Il y avait aussi un manifeste d'intellectuels, de journalistes et de porte-parole en général. Un sujet particulièrement ridicule. Et soyez prudent avec ça. Le ridicule peut être plus dangereux que le solennel. Ceux qui l’ont signé étaient des parias intellectuels. Palmeros du pouvoir installés dans les rédactions crasseuses et sur les plateaux de TVE. Mais encore une fois, soyez prudent. Une congrégation d’idiots convaincus d’avoir une mission est une force bien plus importante qu’on ne le pense parfois. Le manifeste appelle à « que les gouvernements soient élus lors des urnes », mais ce qu’ils défendent avec de plus en plus de clarté, c’est que les médias et les juges soient obligés de servir le gouvernement. C’est un manifeste ridicule, certes, mais à cause de la taille des signataires. Le message n’a cessé de gagner du terrain depuis l’arrivée au pouvoir de Sánchez. Irene Montero parlait ces jours-ci de « prendre des décisions courageuses » pour « démocratiser le pouvoir judiciaire et le pouvoir médiatique ». Un animateur de talk-show sur notre télévision publique – celle de tout le monde – a demandé des « faits concrets » ; aussi concret que le président décidant une fois pour toutes de « toucher au pouvoir judiciaire » et «parler de l'intervention directe de médias qui ne sont pas des médias, de journalistes qui ne sont pas journalistes et voir ce qu’il faut faire pour qu’ils cessent de jouer le rôle d’égouts médiatiques. Le peuple fou de Ferraz demandait le salut de son âme, tandis que les signataires demandaient ce qu'ils ont toujours eu : le salut de la démocratie. En tout cas, les deux courants se rejoignent dans un même désir : l’élimination politico-sociale définitive de la moitié – au moins – des Espagnols.
Pleureurs du pouvoir
Comme dans une bande dessinée Jonathan Hickman, les personnages secondaires acquièrent une importance inattendue au moment décisif. Almodóvar a déjà été témoin d'un coup d'État de droite il y a vingt ans ; Aujourd'hui, vous voyez un président brisé par nous, par nos péchés.

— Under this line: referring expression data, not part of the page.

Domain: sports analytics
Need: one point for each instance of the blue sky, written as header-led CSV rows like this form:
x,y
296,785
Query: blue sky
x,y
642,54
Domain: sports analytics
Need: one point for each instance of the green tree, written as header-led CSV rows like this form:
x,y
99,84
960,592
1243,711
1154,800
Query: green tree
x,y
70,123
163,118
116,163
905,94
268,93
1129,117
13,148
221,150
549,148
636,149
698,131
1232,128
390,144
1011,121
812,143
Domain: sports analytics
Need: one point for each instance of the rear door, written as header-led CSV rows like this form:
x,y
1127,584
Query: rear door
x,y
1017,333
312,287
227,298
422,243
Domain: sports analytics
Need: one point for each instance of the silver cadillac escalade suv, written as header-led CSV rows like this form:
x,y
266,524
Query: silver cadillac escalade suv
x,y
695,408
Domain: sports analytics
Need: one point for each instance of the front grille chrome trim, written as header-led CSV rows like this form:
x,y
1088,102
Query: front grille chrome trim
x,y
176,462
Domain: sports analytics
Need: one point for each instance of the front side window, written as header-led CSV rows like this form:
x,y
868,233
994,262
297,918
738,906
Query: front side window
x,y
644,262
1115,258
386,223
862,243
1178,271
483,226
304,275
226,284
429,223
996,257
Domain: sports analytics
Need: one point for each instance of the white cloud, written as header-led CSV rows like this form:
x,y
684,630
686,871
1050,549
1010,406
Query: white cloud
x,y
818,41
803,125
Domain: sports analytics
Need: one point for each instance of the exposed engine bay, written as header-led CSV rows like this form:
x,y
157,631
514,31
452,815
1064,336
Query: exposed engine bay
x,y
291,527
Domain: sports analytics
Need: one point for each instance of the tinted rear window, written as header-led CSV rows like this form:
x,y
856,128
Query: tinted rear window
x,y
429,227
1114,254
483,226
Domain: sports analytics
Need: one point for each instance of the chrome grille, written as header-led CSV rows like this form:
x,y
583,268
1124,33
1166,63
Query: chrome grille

Laura Arroyo il a ressenti métaphysiquement le fascisme lorsqu'il a rencontré dans un ascenseur du Congrès Abascal; Il ressent aujourd’hui le besoin physique d’éliminer les faux juges et les faux journalistes. Mertxe Aizpurua Il y a des années, il a défendu la lutte héroïque des gudaris de l'ETA pour le peuple basque ; Aujourd’hui, il insiste sur le fait qu’ils feront toujours ce qu’ils doivent faire contre ceux qui remettent en question le mandat populaire. Pancho Varona Il estime que le président « est allé réfléchir et a fait réfléchir une grande partie du pays ». Le responsable de l'Opinion en Publique a résumé le sentiment officiel après avoir lu la lettre présidentielle : « Se présenter comme un être humain épuisé et blessé et le faire invoquer l'amour pour sa femme « C'est une étape monumentale. » Des fidèles de tous les cercles du parti ont voulu se réserver un moment pour exprimer leur éclat émotionnel particulier. Pleureurs du pouvoir.
Je ne sais pas si Sánchez démissionnera dans la journée. N'a pas d'importance. Depuis une semaine, nous assistons à quelque chose de pire : la résignation collective du bon sens.